All groups have survival mechanisms. Things that make the members feel like they are in the best group and should remain in this group. I've said some of this before:

Group Thinking

Each religion seeks to survive. For this definition, surviving means maintaining and increasing membership - losing membership means declining and eventually ceasing to exist as a group or religion when there are eventually no more members or believers. In order for this to happen, the group (religion) must instill within its members (believers) that they are in the right place, in the right group, believing the right thing.

Why?

If members of group X believe that group Y is a better group, no matter what the reason, then those members are likely to leave their inferior group X and become members of group Y instead, especially when it's impractical or impossible to be a member of both groups simultaneously. For example, in religions terms, if a Catholic decides that Islam is a better religion, he can't be both, so he'll convert to Islam and stop being a Catholic. If every Catholic did this, then Catholicism would cease to exist.

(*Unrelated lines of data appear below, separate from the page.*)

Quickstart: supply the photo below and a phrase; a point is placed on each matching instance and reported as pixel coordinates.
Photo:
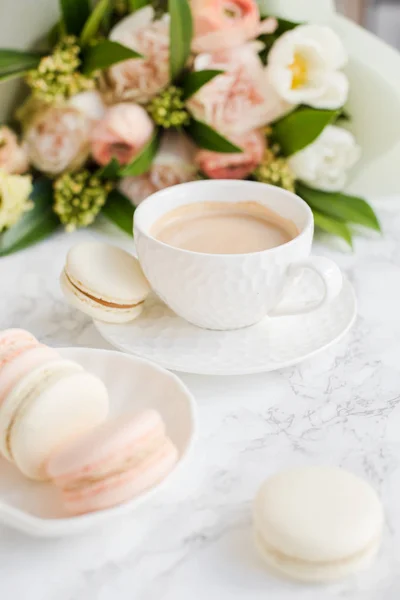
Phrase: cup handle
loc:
(328, 272)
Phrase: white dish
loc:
(164, 338)
(133, 384)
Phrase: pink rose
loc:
(58, 139)
(13, 157)
(242, 98)
(234, 166)
(122, 133)
(174, 164)
(221, 24)
(141, 79)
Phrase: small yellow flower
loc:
(78, 198)
(14, 198)
(275, 170)
(168, 108)
(58, 77)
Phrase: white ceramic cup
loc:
(219, 291)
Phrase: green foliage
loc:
(119, 210)
(35, 225)
(300, 128)
(206, 137)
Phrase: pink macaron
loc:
(114, 463)
(20, 353)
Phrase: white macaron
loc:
(317, 524)
(48, 407)
(104, 282)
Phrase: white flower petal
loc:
(330, 45)
(313, 54)
(324, 163)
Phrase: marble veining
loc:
(194, 540)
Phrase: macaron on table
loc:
(196, 531)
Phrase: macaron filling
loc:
(44, 378)
(100, 301)
(132, 458)
(281, 558)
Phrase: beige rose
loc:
(234, 166)
(239, 100)
(174, 164)
(122, 133)
(58, 139)
(141, 79)
(13, 157)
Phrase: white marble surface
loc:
(194, 541)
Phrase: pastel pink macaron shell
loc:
(120, 488)
(13, 342)
(21, 363)
(94, 472)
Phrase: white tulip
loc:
(304, 67)
(324, 164)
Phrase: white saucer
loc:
(164, 338)
(133, 384)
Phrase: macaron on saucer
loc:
(105, 282)
(317, 524)
(134, 385)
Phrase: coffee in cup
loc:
(224, 228)
(221, 254)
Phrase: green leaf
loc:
(93, 23)
(283, 24)
(119, 210)
(340, 206)
(75, 14)
(110, 171)
(300, 128)
(206, 137)
(181, 33)
(344, 116)
(193, 82)
(137, 4)
(104, 54)
(35, 225)
(330, 225)
(14, 63)
(55, 33)
(142, 163)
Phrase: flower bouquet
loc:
(132, 96)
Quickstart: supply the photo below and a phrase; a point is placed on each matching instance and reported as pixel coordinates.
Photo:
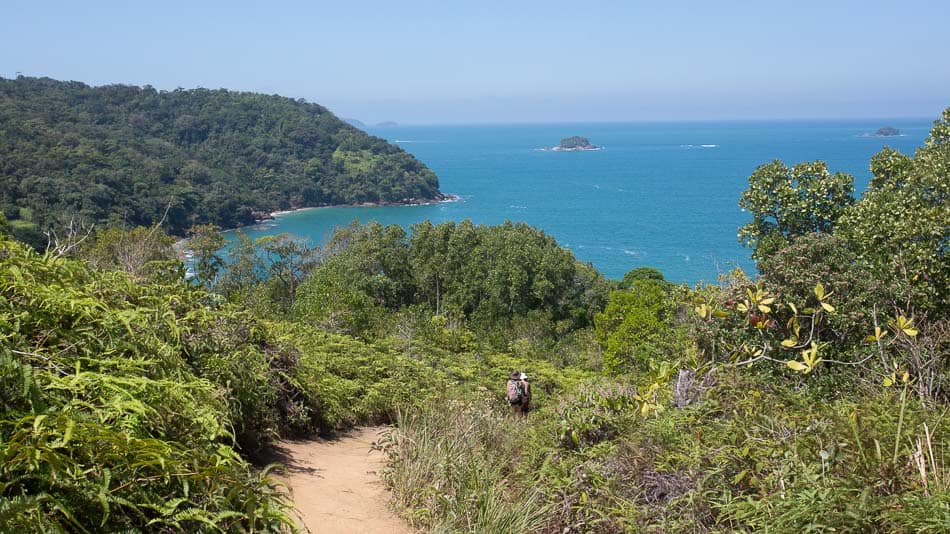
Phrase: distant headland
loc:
(573, 144)
(886, 131)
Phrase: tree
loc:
(788, 203)
(634, 329)
(641, 273)
(288, 261)
(205, 240)
(245, 269)
(141, 252)
(902, 222)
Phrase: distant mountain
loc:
(355, 123)
(124, 155)
(575, 143)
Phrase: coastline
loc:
(185, 254)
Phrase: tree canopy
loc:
(128, 156)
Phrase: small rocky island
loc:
(887, 131)
(575, 143)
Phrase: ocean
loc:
(660, 194)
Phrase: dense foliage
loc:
(487, 275)
(809, 398)
(123, 156)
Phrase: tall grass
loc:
(451, 468)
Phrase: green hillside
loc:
(121, 155)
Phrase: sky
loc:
(418, 62)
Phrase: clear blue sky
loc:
(515, 61)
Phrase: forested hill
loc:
(121, 154)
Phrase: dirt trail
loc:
(336, 486)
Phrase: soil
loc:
(336, 485)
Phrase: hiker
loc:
(518, 392)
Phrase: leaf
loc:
(905, 325)
(795, 365)
(819, 291)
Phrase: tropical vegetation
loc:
(127, 156)
(809, 396)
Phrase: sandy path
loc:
(336, 486)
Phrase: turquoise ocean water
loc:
(659, 194)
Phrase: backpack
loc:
(515, 392)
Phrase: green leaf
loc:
(795, 365)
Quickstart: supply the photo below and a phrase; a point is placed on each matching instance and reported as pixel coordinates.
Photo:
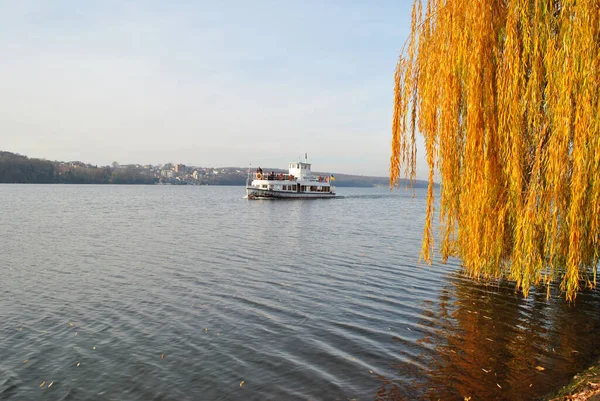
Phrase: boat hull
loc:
(258, 193)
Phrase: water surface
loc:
(187, 293)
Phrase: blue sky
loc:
(206, 83)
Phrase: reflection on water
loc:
(487, 342)
(320, 300)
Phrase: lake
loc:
(194, 293)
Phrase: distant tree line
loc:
(15, 168)
(18, 169)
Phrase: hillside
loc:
(15, 168)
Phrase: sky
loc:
(227, 83)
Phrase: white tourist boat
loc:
(298, 183)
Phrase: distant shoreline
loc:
(19, 169)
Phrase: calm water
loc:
(259, 300)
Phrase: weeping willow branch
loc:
(506, 94)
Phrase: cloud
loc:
(202, 84)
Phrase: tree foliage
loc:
(506, 95)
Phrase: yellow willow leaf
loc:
(507, 98)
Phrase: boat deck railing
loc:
(289, 177)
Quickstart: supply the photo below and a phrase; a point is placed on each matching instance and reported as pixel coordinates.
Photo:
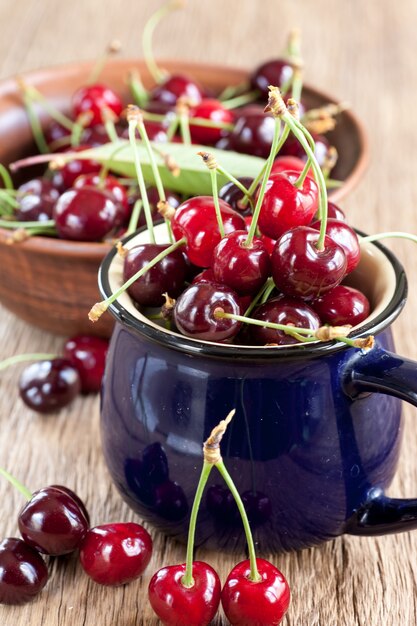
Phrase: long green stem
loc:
(141, 181)
(17, 484)
(188, 580)
(254, 573)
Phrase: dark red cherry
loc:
(277, 72)
(167, 276)
(253, 133)
(233, 195)
(347, 239)
(195, 219)
(194, 312)
(342, 305)
(170, 501)
(115, 554)
(281, 310)
(300, 269)
(64, 177)
(95, 99)
(177, 605)
(260, 603)
(47, 386)
(109, 184)
(174, 87)
(23, 573)
(52, 522)
(214, 111)
(244, 269)
(86, 214)
(88, 355)
(36, 200)
(285, 206)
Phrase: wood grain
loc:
(363, 53)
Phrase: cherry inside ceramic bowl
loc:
(52, 283)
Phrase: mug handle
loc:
(381, 371)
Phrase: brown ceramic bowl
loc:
(52, 283)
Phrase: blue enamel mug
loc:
(314, 442)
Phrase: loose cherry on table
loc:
(115, 554)
(46, 386)
(23, 573)
(88, 355)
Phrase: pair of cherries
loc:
(55, 522)
(48, 385)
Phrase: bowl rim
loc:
(256, 353)
(58, 247)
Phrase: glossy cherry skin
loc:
(195, 219)
(176, 605)
(52, 522)
(109, 184)
(347, 239)
(47, 386)
(262, 603)
(23, 573)
(253, 133)
(195, 308)
(232, 194)
(244, 269)
(285, 206)
(342, 305)
(167, 276)
(86, 214)
(281, 310)
(36, 200)
(301, 270)
(115, 554)
(175, 87)
(94, 99)
(88, 356)
(214, 111)
(275, 72)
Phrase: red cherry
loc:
(174, 87)
(195, 219)
(213, 110)
(195, 308)
(86, 214)
(285, 206)
(95, 99)
(52, 522)
(248, 603)
(347, 239)
(244, 269)
(23, 573)
(300, 269)
(110, 185)
(281, 310)
(47, 386)
(342, 305)
(115, 554)
(176, 605)
(88, 355)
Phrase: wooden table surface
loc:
(362, 52)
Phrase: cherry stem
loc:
(238, 101)
(17, 484)
(147, 35)
(6, 178)
(100, 307)
(21, 358)
(141, 180)
(254, 573)
(188, 580)
(267, 172)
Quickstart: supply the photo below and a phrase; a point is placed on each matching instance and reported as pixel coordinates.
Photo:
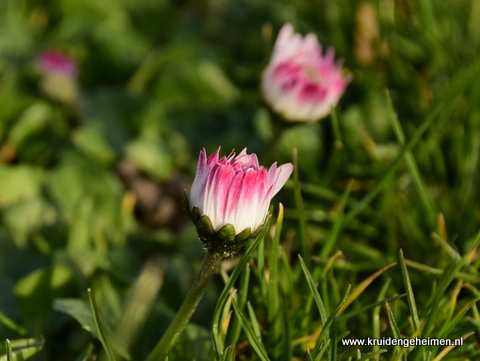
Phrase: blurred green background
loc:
(91, 185)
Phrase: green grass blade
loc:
(332, 238)
(376, 326)
(242, 300)
(393, 166)
(324, 334)
(314, 291)
(8, 348)
(410, 296)
(98, 326)
(228, 287)
(369, 307)
(274, 319)
(337, 134)
(254, 321)
(323, 350)
(251, 335)
(21, 349)
(394, 326)
(229, 354)
(300, 209)
(370, 355)
(425, 198)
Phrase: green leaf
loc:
(18, 182)
(79, 310)
(410, 297)
(251, 335)
(99, 328)
(22, 349)
(27, 217)
(228, 288)
(36, 291)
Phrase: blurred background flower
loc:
(300, 82)
(59, 79)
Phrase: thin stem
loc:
(188, 307)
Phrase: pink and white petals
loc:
(300, 82)
(54, 61)
(231, 196)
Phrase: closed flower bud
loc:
(230, 197)
(300, 82)
(60, 76)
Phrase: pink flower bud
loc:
(233, 192)
(299, 82)
(54, 61)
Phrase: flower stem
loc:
(188, 307)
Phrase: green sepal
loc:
(204, 228)
(244, 235)
(259, 229)
(226, 233)
(195, 215)
(224, 241)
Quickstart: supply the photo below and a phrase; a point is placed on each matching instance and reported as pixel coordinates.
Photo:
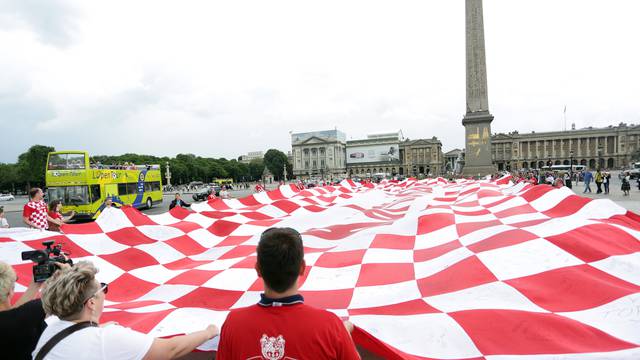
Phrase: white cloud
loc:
(224, 78)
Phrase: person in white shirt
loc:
(76, 297)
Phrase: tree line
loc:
(30, 168)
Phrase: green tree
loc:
(256, 168)
(9, 177)
(275, 160)
(32, 165)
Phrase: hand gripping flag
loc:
(424, 269)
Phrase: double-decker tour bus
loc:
(82, 186)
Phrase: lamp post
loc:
(571, 164)
(168, 176)
(599, 157)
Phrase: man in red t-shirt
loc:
(281, 326)
(34, 213)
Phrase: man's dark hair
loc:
(33, 192)
(280, 254)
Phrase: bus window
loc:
(66, 162)
(77, 195)
(95, 193)
(132, 188)
(69, 195)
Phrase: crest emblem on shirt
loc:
(272, 347)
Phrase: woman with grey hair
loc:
(77, 299)
(21, 323)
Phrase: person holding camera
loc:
(34, 213)
(4, 224)
(77, 299)
(21, 323)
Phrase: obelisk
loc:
(477, 120)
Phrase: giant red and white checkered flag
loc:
(424, 269)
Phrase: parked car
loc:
(201, 195)
(6, 197)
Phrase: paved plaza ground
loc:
(13, 209)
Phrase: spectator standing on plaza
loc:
(567, 180)
(34, 213)
(598, 179)
(108, 202)
(626, 185)
(587, 177)
(54, 213)
(4, 224)
(281, 325)
(550, 179)
(224, 193)
(77, 299)
(178, 202)
(21, 323)
(558, 183)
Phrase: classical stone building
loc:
(376, 154)
(421, 156)
(451, 161)
(319, 154)
(251, 155)
(609, 147)
(392, 154)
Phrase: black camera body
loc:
(45, 262)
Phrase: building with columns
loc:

For the group (religion) to survive, it must grow, or at the very least, not shrink. This means that it must convince its members that they are in the best possible group.

One way to do this is to be the best, obviously, but that is not always easy to do. Even if, theoretically, one group could truly be the best, we humans always see things from the age-old adage that "the grass is always greener on the other side of the fence", so members of the best group might still look around and perceive that other groups are better.

So an even simpler way to convince members of the superiority of their group is to make all non-members look bad. Teach your members that everyone else is bad, wrong, deluded, naughty, or whatever - truly convince them - and then they will automatically believe they are in the superior group.

Automatically.

It is very difficult to be the best, but it is very easy to sell the idea that everyone else is screwed up.

This is what all groups do. All of them. Even if the group itself doesn't deliberately teach that all others are bad, the members of any group automatically begin to believe this. It's human nature. We want to know that we're doing the right thing, so we automatically tell ourselves this. We make it true in our own minds, and the most successful groups (and every religion) reinforces this self-image through specific doctrine.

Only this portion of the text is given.